In a county desperately short of housing, the people most vulnerable are at the low end of the wage scale—including the more than 4,900 owners of manufactured homes in Multnomah County whose median income is $38,000. That means they bring in barely half the $73,000 average in the county.
Until today, manufactured home owners got a break—they didn’t pay property tax until their home’s assessed value topped $38,000, but they paid tax on the entire value once they crossed that threshold (the average assessed value for such homes was $40,740 last year.)
In a unanimous vote today, however, the Multnomah County Board of Commissioners raised that taxable threshold to $50,000. And if a manufactured home’s assessed value exceeds that amount, the owner will only pay tax on the value over $50,000, not on the whole amount.
“We’re lowering taxes for the people who need that relief the most,” said Commissioner Susheela Jayapal, who, along with Commissioner Lori Stegmann, proposed the resolution.
“There is more we can do, we must do, but this is a great step,” Stegmann added. “We are moving and we’re making a significant difference.”

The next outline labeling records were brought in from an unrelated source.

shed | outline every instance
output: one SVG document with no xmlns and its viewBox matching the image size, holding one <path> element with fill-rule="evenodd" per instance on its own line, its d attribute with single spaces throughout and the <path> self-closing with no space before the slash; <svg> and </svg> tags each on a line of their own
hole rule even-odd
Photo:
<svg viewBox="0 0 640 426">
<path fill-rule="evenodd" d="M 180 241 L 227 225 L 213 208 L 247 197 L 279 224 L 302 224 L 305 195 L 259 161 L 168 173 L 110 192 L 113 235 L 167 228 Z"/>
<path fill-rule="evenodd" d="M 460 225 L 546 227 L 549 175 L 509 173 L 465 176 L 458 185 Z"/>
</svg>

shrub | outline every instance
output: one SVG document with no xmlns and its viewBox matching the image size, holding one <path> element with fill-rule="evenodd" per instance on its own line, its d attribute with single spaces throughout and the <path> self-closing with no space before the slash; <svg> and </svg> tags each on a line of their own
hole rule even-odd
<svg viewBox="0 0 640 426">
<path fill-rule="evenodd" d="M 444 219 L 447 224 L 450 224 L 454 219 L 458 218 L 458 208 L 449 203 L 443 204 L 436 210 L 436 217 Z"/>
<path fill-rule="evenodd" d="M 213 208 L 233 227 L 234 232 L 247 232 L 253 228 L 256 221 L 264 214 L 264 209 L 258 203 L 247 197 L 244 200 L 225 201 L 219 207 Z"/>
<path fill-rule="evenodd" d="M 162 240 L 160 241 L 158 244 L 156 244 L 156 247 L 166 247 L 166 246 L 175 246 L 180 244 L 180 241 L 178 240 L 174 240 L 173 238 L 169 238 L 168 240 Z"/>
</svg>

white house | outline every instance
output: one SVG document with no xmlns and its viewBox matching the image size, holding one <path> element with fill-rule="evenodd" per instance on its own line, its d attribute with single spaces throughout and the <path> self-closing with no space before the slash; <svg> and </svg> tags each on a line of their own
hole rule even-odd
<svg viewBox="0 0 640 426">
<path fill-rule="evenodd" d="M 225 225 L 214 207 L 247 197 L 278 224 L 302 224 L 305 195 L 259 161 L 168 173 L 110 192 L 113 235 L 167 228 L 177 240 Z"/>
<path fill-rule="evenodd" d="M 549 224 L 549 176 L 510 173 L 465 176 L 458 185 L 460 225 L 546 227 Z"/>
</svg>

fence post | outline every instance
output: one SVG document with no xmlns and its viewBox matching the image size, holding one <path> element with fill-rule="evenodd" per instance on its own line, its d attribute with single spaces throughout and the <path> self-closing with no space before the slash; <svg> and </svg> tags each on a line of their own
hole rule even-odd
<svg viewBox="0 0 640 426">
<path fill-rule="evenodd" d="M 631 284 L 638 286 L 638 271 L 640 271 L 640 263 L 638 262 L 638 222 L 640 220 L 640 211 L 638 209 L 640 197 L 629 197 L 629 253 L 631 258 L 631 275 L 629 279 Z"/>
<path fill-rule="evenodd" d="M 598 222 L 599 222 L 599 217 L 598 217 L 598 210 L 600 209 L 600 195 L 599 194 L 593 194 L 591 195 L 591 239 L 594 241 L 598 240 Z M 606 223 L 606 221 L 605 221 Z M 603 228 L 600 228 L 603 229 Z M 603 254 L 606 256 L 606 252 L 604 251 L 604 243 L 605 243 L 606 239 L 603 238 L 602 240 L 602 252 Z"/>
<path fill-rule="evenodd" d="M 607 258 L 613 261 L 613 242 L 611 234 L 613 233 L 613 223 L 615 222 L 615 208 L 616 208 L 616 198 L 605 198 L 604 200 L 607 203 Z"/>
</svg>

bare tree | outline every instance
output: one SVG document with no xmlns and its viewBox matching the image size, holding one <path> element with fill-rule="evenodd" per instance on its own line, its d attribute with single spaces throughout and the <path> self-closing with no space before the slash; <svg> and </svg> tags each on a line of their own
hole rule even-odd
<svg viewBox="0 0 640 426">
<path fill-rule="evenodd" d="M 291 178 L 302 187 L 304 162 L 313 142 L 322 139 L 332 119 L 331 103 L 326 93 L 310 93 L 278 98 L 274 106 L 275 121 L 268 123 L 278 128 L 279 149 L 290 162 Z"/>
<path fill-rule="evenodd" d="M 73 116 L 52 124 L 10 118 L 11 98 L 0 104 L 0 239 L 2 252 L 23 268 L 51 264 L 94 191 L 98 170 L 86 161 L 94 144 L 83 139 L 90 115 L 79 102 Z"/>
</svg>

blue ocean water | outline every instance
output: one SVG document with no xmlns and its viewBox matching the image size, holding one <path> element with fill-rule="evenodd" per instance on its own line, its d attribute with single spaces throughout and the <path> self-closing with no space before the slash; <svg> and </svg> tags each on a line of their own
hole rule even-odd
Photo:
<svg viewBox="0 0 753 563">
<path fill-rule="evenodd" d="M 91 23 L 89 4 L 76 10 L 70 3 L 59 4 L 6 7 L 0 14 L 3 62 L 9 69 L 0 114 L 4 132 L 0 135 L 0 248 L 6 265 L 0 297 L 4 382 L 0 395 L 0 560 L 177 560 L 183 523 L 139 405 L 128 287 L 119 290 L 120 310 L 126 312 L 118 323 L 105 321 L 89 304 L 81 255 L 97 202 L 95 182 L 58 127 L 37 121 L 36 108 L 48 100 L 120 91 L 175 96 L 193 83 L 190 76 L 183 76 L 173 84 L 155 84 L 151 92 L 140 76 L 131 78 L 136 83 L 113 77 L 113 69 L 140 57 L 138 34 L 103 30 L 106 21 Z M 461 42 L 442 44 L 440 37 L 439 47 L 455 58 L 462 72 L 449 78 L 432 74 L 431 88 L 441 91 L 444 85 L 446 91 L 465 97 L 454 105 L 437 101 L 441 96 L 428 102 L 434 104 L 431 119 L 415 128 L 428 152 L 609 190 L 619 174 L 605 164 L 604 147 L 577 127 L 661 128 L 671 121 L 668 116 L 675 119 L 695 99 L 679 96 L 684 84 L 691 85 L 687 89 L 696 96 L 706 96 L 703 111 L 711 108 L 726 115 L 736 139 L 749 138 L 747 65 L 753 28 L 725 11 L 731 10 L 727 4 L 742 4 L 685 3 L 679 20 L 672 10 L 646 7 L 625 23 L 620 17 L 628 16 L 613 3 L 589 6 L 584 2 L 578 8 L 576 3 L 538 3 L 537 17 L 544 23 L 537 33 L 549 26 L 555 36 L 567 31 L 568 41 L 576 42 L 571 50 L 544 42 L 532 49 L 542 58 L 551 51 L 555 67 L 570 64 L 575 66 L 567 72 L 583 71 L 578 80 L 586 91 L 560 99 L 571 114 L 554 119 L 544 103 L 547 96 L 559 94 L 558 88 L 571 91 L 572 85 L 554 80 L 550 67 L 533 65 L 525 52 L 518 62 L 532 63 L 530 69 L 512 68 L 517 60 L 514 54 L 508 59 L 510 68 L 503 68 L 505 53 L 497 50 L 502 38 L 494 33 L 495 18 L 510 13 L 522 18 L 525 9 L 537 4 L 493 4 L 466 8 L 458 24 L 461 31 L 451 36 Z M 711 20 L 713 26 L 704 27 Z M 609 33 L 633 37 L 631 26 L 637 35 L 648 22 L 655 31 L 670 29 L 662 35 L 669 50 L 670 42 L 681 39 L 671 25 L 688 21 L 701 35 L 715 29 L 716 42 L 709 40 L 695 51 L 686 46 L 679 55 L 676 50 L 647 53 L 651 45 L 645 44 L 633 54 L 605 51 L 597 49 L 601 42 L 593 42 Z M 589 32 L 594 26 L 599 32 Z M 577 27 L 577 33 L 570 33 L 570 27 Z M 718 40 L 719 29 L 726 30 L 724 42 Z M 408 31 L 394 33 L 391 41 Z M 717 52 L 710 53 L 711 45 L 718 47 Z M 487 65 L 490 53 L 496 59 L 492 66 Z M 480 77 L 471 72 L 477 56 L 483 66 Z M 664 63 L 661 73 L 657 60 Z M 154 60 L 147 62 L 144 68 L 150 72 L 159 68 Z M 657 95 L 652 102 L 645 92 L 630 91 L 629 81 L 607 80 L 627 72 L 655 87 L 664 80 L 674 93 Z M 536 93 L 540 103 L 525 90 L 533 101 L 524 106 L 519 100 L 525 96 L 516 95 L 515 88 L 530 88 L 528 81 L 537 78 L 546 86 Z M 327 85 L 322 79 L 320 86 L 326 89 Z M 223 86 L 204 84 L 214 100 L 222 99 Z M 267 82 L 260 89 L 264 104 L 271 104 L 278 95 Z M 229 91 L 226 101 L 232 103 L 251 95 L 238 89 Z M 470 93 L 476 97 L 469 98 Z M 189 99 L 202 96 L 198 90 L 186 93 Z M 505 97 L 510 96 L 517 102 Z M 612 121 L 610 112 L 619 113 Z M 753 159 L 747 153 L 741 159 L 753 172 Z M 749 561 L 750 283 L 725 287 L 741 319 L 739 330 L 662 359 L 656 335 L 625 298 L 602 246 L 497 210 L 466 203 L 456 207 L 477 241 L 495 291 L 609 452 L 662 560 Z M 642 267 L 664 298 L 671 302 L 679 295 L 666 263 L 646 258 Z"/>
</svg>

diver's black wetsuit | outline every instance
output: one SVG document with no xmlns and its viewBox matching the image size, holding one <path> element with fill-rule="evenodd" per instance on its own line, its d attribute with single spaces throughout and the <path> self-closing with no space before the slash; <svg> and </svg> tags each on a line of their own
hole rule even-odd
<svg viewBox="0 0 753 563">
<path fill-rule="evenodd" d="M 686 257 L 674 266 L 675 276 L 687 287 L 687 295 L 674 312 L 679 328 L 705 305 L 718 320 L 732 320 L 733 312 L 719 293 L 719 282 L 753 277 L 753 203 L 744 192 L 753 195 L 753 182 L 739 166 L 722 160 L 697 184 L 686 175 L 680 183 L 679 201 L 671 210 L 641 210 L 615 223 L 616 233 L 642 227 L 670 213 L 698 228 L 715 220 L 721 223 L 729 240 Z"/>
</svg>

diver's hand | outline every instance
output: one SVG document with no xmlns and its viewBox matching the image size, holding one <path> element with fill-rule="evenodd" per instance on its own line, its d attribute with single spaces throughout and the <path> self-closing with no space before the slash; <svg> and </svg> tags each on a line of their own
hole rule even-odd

County assessor Mike Vaughn’s office estimates the new program will cost the county about $350,000 and as much as $3 million across all affected taxing districts.
But Chair Deborah Kafoury, who helped pass legislation that allows local jurisdictions to make such changes as a state representative in 2009, said the lost revenue is more than worth the benefit to low-income homeowners.
“These are really vulnerable people,” Kafoury said. “Anything we can do to help them stay in our homes and not end up in homelessness is worth our time.”